Chromium occurs in the workplace primarily in the valence forms Cr(III) and Cr(VI). Recent studies have demonstrated that sodium dichromate [Cr(VI)] induces greater oxidative stress as compared with Cr(III), as indicated by the production of reactive oxygen species by peritoneal macrophages and hepatic mitochondria and microsomes, and enhanced excretion of urinary lipid metabolites and hepatic DNA-single strand breaks (SSB) following acute oral administration of Cr(III) and Cr(VI). We have therefore examined the chronic effects of sodium dichromate dihydrate [Cr(VI); 10 mg (33.56 mumol)/kg/day] on hepatic mitochondrial and microsomal lipid peroxidation, enhanced excretion of urinary lipid metabolites including malondialdehyde (MDA), formaldehyde (FA), acetaldehyde (ACT), acetone (ACON) and propionaldehyde (PROP), and hepatic DNA damage over a period of 90 days. The maximal increases in hepatic lipid peroxidation and DNA damage were observed at approximately 45 days of treatment. Maximum increases in the urinary excretion of MDA, FA, ACT, ACON and PROP were 3.2-, 2.6-, 4.1-, 3.3- and 2.1-fold, respectively, while a 5.2-fold increase in DNA-SSB was observed. The results clearly indicate that chronic sodium dichromate administration induces oxidative stress resulting in tissue damaging effects which may contribute to the toxicity and carcinogenicity of hexavalent chromium.

Chromium-induced excretion of urinary lipid metabolites, DNA damage, nitric oxide production, and generation of reactive oxygen species in Sprague-Dawley rats.

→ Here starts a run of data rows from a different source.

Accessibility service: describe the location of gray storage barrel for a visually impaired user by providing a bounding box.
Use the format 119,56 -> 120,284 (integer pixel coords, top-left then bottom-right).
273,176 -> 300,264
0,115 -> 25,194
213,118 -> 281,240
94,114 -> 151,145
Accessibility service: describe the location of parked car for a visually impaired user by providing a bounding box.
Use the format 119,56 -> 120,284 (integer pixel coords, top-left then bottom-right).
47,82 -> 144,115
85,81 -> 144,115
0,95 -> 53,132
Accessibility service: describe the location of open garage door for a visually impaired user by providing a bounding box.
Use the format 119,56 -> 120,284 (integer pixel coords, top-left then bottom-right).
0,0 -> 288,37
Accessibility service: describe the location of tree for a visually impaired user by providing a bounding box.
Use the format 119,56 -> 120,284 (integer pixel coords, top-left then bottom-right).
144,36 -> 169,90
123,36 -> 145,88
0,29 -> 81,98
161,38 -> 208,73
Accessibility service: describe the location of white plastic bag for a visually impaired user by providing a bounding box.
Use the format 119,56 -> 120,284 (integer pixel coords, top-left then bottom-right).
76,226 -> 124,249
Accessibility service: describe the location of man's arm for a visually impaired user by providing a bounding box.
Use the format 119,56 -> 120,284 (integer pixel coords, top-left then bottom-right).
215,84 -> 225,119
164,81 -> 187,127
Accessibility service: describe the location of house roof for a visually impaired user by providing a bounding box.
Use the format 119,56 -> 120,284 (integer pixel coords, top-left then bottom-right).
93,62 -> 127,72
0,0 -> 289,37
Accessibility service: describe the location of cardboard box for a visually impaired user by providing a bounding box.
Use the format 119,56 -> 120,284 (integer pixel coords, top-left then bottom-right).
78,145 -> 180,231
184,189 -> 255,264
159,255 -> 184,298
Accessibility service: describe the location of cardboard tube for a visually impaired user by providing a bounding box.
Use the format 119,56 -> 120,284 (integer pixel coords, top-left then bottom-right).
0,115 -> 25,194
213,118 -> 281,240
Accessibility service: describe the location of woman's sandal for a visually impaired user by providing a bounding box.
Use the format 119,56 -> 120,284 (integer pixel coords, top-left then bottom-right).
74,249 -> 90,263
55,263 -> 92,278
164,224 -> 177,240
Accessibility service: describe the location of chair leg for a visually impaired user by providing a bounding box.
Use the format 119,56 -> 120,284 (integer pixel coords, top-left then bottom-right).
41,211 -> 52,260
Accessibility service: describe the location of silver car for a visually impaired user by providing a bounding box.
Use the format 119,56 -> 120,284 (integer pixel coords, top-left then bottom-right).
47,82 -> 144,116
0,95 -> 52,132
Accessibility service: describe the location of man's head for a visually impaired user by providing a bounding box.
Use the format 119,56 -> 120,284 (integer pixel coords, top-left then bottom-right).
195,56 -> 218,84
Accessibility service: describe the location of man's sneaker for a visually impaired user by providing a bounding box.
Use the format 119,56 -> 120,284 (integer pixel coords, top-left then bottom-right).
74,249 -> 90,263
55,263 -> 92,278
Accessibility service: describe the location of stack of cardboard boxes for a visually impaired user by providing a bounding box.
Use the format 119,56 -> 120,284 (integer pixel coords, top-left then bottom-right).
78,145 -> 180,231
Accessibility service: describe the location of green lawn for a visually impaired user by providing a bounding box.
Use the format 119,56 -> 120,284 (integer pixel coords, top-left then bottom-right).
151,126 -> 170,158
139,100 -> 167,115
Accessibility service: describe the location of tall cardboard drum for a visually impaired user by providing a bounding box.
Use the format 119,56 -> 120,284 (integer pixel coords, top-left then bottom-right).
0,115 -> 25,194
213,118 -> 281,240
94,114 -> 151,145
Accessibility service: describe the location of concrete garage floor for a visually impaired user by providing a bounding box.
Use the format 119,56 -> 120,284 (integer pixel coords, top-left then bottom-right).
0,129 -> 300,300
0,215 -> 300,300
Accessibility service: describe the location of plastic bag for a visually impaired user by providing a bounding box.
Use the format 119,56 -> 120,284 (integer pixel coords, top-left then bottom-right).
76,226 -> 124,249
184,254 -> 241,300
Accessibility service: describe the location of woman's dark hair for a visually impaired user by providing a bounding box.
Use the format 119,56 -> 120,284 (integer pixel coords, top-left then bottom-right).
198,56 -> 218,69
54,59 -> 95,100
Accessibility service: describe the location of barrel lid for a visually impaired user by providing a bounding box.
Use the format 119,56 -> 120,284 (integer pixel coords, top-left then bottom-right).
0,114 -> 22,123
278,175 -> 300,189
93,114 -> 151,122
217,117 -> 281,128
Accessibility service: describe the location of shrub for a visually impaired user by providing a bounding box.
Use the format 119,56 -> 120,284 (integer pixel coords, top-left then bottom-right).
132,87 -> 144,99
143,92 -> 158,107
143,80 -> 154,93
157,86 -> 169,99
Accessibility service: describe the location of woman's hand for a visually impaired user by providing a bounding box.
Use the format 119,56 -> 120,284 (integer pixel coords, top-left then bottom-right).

Chromium and its salts induce cytotoxicity and mutagenesis, and vitamin E has been reported to attenuate chromate-induced cytotoxicity. These observations suggest that chromium produces reactive oxygen species which may mediate many of the untoward effects of chromium. We have therefore examined and compared the effects of Cr(III) (chromium chloride hexahydrate) and Cr(VI) (sodium dichromate) following single oral doses (0.50 LD50) on the production of reactive oxygen species by peritoneal macrophages, and hepatic mitochondria and microsomes in rats. The effects of Cr(III) and Cr(VI) on hepatic mitochondrial and microsomal lipid peroxidation and enhanced excretion of urinary lipid metabolites as well as the incidence of hepatic nuclear DNA damage and nitric oxide (NO) production were also examined. Increases in lipid peroxidation of 1.8- and 2.2-fold occurred in hepatic mitochondria and microsomes, respectively, 48 hr after the oral administration of 25 mg Cr(VI)/kg, while increases of 1.2- and 1.4-fold, respectively, were observed after 895 mg Cr(III)/kg. The urinary excretion of malondialdehyde (MDA), formaldehyde (FA), acetaldehyde (ACT) and acetone (ACON) were determined at 0-96 hr after Cr administration. Between 48 and 72 hr post-treatment, maximal excretion of the four urinary lipid metabolites was observed with increases of 1.5- to 5.4-fold in Cr(VI) treated rats. Peritoneal macrophages from Cr(VI) treated animals 48 hr after treatment resulted in 1.4- and 3.6-fold increases in chemiluminescence and iodonitrotetrazolium reduction, indicating enhanced production of superoxide anion, while macrophages from Cr(III) treated animals showed negligible increases. Increases in DNA single strand breaks of 1.7-fold and 1.5-fold were observed following administration of Cr(VI) and Cr(III), respectively, at 48 hr post-treatment. Enhanced production of NO by peritoneal exudate cells (primarily macrophages) was monitored following Cr(VI) administration at both 24 and 48 hr post-treatment with enhanced production of NO being observed at both timepoints. The results indicate that both Cr(VI) and Cr(III) induce an oxidative stress at equitoxic doses, while Cr(VI) induces greater oxidative stress in rats as compared with Cr(III) treated animals.